Un film islandais? Pas possible? On y court! Avec des colosses barbus vêtus de merveilleux pulls jacquard? On y vole! Et les plus beaux moutons que vous puissiez imaginer en rêve? On y plonge!
Un petit film envoûtant, totalement original, totalement hors normes, et pourtant totalement dans la vraie vie même si cette vie là à des aspects exotiques, liés à ces paysages sublimement désolés, énormes, ravagés par le vent, brûlés par le gel...
Mais là où je me frotte les yeux, c'est que j'ai vu dans certaines critiques le film qualifié de "comédie". Alors, ou bien le mec il est parti au bout de vingt minutes pensant qu'il en savait assez pour écrire son petit texte, ou bien il est hermétique à toutes forme d'humanité. Parce que la vérité, c'est que si vous rentrez dans la salle un peu déprimé, en sortant vous allez direct vous jeter dans la Seine ou dans le Rhône. Bien sûr, il y a de l'humour. Tout le temps. Déjà, le physique des différents protagonistes.... Mais c'est, au fond, affreusement triste.
Deux vieux garçons. Deux frères ennemis. Depuis 40 ans.... Leurs champs sont mitoyens; leurs maisons, séparées de 300 mètres et depuis 40 ans, ils ne se sont plus adressé la parole. Et, lorsque la nécessité de communication s'impose, c'est le chien de Kiddi qui transporte une missive dans sa gueule.... Des deux, il y en a qui est quand même un peu plus ennemi que l'autre... et vers la fin du film, on en saura un peu plus sur les raisons de la discorde, mais ça n'a en fait aucune importance. Ce qui est certain c'est qu'ils sont bien dissemblables. Le héros principal, Gunni (Sigurður Sigurjónsson), passe ses soirées à faire des puzzles en écoutant de la musique et en buvant des sodas, là où Kiddi (Theodór Júlíusson) préférerait les boissons fortes...
L'important c'est qu'ils élèvent, comme tous les autres habitants de la vallée, des moutons. Mais pas n'importe quels moutons: une race locale, rustique, adaptée au climat, sublime. Les béliers portent des spires de cornes comme des mouflons; les brebis sont de grosses boules de poil immaculé, des cocons douillets qu'on devine plus doux que le cashmere. Et avec cela, de beaux yeux, un joli museau.... Hélas! la tremblante du mouton se déclare, et il faut abattre tout le cheptel de la vallée. Abattre les animaux, détruire les écuries, le foin, tout désinfecter sous l'œil des cerbères des services vétérinaires. Vous imaginez ce que cela représente, pour un éleveur. Moi, arrivée à ce point là du film, je pleure de chaudes larmes.

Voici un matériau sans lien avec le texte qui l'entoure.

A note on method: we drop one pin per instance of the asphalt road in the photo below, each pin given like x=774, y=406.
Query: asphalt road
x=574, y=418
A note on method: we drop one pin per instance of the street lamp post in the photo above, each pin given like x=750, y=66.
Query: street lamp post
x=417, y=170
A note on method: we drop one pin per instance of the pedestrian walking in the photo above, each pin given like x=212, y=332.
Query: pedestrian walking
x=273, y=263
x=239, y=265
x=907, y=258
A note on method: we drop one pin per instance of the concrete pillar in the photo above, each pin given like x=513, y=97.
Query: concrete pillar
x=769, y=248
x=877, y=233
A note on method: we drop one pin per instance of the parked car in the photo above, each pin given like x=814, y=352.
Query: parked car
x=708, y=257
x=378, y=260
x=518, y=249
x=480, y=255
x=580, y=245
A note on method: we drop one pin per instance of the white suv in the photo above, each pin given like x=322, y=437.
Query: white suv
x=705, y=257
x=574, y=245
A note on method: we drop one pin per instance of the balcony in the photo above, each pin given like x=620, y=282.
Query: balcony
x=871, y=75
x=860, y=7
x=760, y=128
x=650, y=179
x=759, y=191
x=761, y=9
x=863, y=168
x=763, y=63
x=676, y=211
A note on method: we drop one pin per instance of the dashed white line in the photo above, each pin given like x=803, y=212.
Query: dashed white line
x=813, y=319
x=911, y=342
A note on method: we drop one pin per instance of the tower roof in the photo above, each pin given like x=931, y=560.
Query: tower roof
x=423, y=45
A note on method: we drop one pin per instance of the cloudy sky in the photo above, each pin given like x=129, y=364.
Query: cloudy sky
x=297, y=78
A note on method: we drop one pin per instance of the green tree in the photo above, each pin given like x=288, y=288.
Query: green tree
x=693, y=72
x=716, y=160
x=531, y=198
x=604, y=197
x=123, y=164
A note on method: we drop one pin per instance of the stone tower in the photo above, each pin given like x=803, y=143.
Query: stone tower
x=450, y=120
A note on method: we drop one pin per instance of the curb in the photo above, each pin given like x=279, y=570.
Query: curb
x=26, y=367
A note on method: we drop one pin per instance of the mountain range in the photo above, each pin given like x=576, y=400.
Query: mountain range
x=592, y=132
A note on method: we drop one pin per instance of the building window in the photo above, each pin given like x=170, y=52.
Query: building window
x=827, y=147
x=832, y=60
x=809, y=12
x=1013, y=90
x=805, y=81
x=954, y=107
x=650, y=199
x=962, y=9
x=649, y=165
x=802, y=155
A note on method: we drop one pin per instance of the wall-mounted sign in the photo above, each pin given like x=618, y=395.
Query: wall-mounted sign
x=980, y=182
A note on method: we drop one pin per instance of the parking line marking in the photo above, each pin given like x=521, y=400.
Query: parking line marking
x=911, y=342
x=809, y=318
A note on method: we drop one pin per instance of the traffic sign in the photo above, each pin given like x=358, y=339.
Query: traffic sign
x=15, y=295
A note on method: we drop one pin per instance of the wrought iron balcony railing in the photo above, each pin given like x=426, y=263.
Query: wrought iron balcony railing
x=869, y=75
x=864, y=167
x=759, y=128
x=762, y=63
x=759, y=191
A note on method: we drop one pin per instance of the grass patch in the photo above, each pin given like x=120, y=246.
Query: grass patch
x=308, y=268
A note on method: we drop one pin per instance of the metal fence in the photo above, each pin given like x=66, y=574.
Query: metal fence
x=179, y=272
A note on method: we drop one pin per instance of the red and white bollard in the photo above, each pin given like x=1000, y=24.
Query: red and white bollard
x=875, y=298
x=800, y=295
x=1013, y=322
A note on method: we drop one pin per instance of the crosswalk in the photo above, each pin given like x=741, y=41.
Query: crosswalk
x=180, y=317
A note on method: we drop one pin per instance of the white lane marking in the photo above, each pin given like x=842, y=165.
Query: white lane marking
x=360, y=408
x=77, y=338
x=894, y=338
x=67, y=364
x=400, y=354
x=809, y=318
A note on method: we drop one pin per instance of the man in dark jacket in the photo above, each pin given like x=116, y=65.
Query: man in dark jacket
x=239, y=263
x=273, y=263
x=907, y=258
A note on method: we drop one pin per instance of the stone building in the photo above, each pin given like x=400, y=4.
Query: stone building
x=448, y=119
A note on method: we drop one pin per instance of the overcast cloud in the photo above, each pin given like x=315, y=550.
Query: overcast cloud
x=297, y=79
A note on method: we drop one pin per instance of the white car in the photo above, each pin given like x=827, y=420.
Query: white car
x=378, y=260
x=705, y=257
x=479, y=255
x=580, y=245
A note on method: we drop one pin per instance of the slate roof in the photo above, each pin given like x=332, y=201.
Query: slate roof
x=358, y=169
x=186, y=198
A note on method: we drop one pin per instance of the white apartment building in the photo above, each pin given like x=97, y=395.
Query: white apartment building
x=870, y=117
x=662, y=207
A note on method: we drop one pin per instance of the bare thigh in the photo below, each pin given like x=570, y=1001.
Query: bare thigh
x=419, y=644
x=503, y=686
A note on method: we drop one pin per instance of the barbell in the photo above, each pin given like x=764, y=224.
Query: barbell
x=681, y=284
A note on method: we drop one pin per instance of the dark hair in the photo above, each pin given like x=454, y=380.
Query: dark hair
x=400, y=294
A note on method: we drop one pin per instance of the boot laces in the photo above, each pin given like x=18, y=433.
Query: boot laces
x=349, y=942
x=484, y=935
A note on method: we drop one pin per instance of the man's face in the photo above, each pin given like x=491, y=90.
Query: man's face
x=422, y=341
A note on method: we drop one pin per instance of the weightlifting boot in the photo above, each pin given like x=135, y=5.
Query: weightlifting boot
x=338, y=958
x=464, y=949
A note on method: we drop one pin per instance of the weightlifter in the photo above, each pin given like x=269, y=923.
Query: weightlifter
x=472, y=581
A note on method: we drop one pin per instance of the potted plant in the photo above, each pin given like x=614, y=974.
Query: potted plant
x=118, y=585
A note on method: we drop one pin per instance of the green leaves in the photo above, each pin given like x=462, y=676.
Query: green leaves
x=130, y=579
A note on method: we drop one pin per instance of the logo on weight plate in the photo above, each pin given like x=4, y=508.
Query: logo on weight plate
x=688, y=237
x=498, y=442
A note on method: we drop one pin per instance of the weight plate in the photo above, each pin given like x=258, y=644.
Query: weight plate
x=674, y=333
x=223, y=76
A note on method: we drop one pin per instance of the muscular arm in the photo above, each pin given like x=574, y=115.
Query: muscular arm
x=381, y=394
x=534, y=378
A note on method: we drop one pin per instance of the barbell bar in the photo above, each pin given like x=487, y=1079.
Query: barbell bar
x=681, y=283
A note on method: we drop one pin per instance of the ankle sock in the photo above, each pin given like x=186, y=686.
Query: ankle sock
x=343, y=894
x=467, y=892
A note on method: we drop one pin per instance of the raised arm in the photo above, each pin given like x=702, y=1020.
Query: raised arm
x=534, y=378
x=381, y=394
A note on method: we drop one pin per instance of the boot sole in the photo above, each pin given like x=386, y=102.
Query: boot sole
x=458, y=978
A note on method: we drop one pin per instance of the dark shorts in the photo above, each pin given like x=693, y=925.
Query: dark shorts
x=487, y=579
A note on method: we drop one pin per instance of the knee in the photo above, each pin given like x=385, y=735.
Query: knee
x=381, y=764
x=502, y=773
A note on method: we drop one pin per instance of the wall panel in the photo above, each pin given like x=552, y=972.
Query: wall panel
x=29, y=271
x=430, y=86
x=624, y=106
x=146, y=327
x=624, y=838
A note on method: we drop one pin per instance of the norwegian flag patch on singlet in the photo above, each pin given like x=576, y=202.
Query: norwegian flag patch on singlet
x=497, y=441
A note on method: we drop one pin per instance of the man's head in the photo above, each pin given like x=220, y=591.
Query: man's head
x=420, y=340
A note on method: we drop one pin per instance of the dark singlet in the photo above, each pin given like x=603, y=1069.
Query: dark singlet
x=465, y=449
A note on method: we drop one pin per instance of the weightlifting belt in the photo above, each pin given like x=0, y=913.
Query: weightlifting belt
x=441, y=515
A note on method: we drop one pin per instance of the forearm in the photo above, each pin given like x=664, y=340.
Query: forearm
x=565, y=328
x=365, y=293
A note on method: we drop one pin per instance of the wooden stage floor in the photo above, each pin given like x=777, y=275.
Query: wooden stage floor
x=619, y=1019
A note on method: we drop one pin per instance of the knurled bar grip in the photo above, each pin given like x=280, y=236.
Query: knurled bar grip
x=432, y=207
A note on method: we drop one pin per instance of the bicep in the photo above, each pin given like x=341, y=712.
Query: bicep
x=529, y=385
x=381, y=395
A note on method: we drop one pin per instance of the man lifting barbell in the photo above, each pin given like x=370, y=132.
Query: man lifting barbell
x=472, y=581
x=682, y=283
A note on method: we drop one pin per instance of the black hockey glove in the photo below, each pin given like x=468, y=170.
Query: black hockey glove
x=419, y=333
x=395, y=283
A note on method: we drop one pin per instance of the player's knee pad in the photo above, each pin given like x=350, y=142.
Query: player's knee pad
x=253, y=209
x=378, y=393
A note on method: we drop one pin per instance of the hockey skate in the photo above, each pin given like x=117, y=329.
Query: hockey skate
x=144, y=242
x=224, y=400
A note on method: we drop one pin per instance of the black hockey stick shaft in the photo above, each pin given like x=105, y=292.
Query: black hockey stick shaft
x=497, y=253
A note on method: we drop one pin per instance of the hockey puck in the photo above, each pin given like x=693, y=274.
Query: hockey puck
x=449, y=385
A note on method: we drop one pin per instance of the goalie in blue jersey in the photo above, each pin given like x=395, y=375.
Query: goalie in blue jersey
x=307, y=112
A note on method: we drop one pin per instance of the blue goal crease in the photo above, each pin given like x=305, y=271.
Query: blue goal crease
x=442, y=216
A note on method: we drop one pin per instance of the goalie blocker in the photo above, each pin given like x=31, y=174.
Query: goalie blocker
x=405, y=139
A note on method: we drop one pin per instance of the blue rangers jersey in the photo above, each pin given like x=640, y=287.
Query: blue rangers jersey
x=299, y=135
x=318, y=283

J'aime quand le cinéma me raconte de vraies histoires de vrais gens, de vrais gens, de belles personnes, pas des intellos lubriques du 5eme arrondissement parisien.... En ce moment, on a des cas de grippe aviaire dans le Sud-Ouest. Il n'y a pas encore de décisions prises d'abattage généralisé; mais cela pourrait arriver. C'est ça, la vraie vie.
D'ailleurs, faut il abattre, ou laisser les choses suivre leur cours? les bêtes les plus robustes survivront; l'épidémie s'arrêtera d'elle même; on aura ainsi sélectionné une race plus résistante. La question se pose; cela peut se faire aussi; apparemment, mais les vétos finlandais n'ont pas d'états d'âme.... ils exécutent.
Moi j'ai adoré ce film; c'est sûr que je suis particulièrement sensible aux thèmes de la ruralité et des animaux.... Et c'est vrai aussi que le côté cocasse des héros fait passer la gravité du propos, et qu'il y a quelques scènes irrésistibles. Et ne craignez pas un film trop statique: il se passe quand même plein de choses que vous découvrirez à son fil!
Le beau film de Grímur Hákonarson nous fait ressentir à un point rarement atteint le froid, le blizzard. Et en même temps, la beauté d'un monde préservé. Mais c'est dur, la vie d'éleveur. A méditer quand tant d'autres se plaignent.... Allez vite le voir!!